LocalSocial makes it easy to detect if someone of interest, or someone who has previously registered with your Application, is nearby. Shops and businesses can use this to create smarter proximity marketing solutions, based on user’s actual preferences. Most proximity marketing solutions to date are “dumb” in that they know nothing about the end user (recipient of a message / offer). LocalSocial enables users to register, share their social identity, and express their preferences for offers, loyalty tracking and more. Businesses can make offers and create real time deals based on actual user preferences, as they come close to a shop or location of interest.

Analytics and tracking

LocalSocial provides analytics on all proximity activity. Many uses, including footfall analysis, busy/peak times for locations, and repeat visitor analysis. See the Analytics pages and Retail collection App for examples.

LocalSocial Libraries

LocalSocial provides client side libraries for various platforms. Developers link with the libraries when building a proximity-enabled application. The libraries provide rich abstractions to handle proximity and core LocalSocial functionality, as well as providing authorisation functionality.

The main functions provided by the LocalSocial Libraries are:

  1. Registration / Authorisation with the LocalSocial Service

  2. Proximity Services: find devices of interest nearby, or register for alerts when given devices go in or go out of range

  3. Social Services: handle social connections to multiple social networks, port to and retrieve information from those networks on behalf of an application

Website

The LocalSocial website has two main uses:

  1. End users of applications that are “LocalSocial enabled” can manage their settings here, including their profile, login details, registered applications and networks.

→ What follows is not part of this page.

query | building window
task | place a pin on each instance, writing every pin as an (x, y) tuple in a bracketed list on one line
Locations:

They can also see analytics detail for themselves and control their privacy settings. There is also an app gallery of demonstration or interesting applications provided to enable users to try out some proximity-enabled applications that use LocalSocial here.

  2. Developers manage their applications, settings and track application usage and analytics here. Documentation, tutorials and sample applications and code are provided to enable developers to learn how to best use LocalSocial in their applications.